Our team and mission

This position is based at the European Space Research and Technology Centre (ESTEC) - Noordwijk, Netherlands

The Sentinel-1 Project is responsible for the development of the Sentinel-1 Next Generation (NG) mission concept, the spacecraft and the Synthetic Aperture Radar (SAR) and Automatic Identification System (AIS) payloads. In addition, the Sentinel-1 team has responsibility for the satellite launch and in-orbit commissioning, i.e. end-to-end system performance and calibration. This also involves the development of prototype SAR and SAR interferometry (InSAR) data processors and the Calibration and Performance Analysis Facility (CPAF).

Sentinel-1NG is the successor of the Earth Observation Copernicus Sentinel-1 SAR mission. Copernicus is the most ambitious Earth observation program to date. It is a cornerstone of Europe’s efforts to monitor the planet and its many ecosystems. Sentinel-1 enables an instantaneous mapping of wide-area surface deformation, caused, e.g., by tectonic processes or ground subsidence, as well as the monitoring of ice sheet and glacier dynamics.
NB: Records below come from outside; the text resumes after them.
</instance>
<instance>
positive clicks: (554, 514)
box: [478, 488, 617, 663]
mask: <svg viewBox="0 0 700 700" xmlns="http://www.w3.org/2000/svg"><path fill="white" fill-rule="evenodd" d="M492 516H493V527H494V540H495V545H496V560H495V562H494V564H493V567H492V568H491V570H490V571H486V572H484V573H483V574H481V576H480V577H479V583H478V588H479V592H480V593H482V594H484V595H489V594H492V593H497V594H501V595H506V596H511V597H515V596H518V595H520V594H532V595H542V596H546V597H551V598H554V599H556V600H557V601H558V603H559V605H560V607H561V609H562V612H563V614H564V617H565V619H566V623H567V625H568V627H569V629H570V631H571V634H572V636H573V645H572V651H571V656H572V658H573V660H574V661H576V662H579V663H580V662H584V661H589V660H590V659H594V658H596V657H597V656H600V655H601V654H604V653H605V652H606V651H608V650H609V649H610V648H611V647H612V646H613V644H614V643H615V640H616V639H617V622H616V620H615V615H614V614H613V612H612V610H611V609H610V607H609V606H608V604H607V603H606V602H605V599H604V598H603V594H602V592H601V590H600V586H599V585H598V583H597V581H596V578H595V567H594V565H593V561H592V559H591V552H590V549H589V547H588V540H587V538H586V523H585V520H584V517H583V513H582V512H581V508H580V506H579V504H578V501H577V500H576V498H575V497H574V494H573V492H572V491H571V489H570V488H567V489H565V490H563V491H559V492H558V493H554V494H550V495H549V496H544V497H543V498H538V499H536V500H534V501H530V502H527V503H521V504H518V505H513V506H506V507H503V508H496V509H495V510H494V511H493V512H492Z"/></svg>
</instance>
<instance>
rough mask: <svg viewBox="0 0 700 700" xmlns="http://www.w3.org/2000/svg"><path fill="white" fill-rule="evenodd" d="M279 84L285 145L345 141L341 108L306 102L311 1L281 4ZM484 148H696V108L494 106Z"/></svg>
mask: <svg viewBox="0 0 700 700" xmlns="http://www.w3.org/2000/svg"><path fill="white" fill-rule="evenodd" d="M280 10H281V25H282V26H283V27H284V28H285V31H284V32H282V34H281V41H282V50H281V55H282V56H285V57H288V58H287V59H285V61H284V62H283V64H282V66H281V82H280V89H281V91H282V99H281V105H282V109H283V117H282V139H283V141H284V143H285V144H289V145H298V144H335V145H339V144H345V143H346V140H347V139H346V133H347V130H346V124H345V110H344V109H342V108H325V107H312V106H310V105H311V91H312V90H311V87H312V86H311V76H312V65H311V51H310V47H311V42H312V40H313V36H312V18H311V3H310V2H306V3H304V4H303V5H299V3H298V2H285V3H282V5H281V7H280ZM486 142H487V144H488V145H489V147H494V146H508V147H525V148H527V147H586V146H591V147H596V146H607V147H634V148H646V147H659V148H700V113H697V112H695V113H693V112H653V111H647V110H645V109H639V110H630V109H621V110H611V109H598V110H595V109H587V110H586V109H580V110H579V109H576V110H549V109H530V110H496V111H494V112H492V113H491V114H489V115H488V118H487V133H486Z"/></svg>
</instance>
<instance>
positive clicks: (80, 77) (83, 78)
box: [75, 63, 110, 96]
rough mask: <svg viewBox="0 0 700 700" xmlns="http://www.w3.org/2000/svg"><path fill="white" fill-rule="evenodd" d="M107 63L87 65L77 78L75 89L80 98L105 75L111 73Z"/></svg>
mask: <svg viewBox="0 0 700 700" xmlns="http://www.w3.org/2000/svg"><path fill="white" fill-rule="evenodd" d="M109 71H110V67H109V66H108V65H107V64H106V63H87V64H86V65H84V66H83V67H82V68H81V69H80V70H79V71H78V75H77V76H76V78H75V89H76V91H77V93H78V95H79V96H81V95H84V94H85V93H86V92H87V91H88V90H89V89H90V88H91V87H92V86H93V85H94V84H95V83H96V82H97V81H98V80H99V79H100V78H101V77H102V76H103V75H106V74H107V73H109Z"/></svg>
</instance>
The goal of Sentinel-1NG is to provide a long-term continuity of C-band SAR observations beyond the next decade (2030) in support of operational Copernicus services that are routinely using Sentinel-1 data. In addition, the enhanced capabilities of Sentinel-1NG, compared to Sentinel-1, along with novel imaging capabilities enable the further development and improvement of operational applications.

This improvement of the Sentinel-1NG imaging capabilities (i.e. a better spatial resolution, a shorter revisit time, a longer orbital SAR duty cycle, a better radar sensitivity and a shorter repeat-pass orbit interval for SAR interferometry) over the performance currently achievable with Sentinel-1 is possible by employing a new multi-channel SAR architecture that enables novel techniques, such as SCORE (Scan On Receive) and MAPS (Multiple Azimuth Phases), combined with a ScanSAR mode. Another advantage of systems with multiple channels in azimuth is the inherent Along Track Interferometry (ATI) capability, which can be used for accurate velocity estimation of ocean surface currents and vessels.

A challenge when operating a SAR in a ScanSAR mode is that each target is observed by a different portion of the azimuth antenna pattern. This effect along with an antenna beam mispointing causes a periodic modulation of the image radiometry and a variation of the noise floor in azimuth direction. It is mostly visible in SAR images containing homogeneous targets (e.g. Rainforest) and/or areas of low backscatter (e.g. calm ocean).

Having a perfect pointing and/or Doppler estimation accuracy would minimize the radiometric Scalloping.
Another mitigation strategy is the use of multiple-azimuth looks (look balancing), which was implemented for ScanSAR missions, such as ENVISAT/ASAR, RADARSAT-2, RADARSAT Constellation Mission (RCM), and ALOS-2/4.

Please find more information regarding Sentimel-1 at the following link: https://sentinel.esa.int/web/sentinel/missions/sentinel-1

Candidates interested are encouraged to visit the ESA website: http://www.esa.int

Field(s) of activity for the internship

Topic of the internship: Analysis of Scalloping Effects in Synthetic Aperture Radar

You will carry out the following activities:

• You will familiarize yourself with the principle of Synthetic Aperture Radar (SAR) remote sensing and learn about future concepts for multichannel SAR systems, such as foreseen for the ESA mission Sentinel-1 Next Generation;
• You will familiarize yourself with scalloping effects in SAR data and known mitigation techniques;
• You will learn how to analyse Envisat and Radarsat Constellation Mission (RCM) data by implementing Python tools;
• Using the Envisat and RCM data, you will gain a better understanding of scalloping, as well as its correction and residual impact on the SAR image;
• The work can then be extended to predict the impact of residual scalloping on Sentinel-1 Next Generation and recommend potential mitigation strategies.

Depending on the duration of the internship and the interests of the selected candidate, further activities related to the advantages of multichannel systems for the estimation of radial velocities and ocean surface currents could be performed.

Behavioural competencies

Result Orientation
Operational Efficiency
Fostering Cooperation
Relationship Management
Continuous Improvement
Forward Thinking

For more information, please refer to ESA Core Behavioural Competencies guidebook

Education

You must be a university student, preferably in your final or second-to-last year of a university course at Master’s level and you need to remain enrolled at your University for the entire duration of the internship.

Additional requirements

The working languages of the Agency are English and French. A good knowledge of one of these is required. Knowledge of another Member State language would be an asset.

Specific competence in one of the following disciplines shall be considered an asset:

• Knowledge of signal processing, geophysics, electromagnetics, remote sensing;
• Familiarity with development of data analysis tools using, e.g., Python or MATLAB.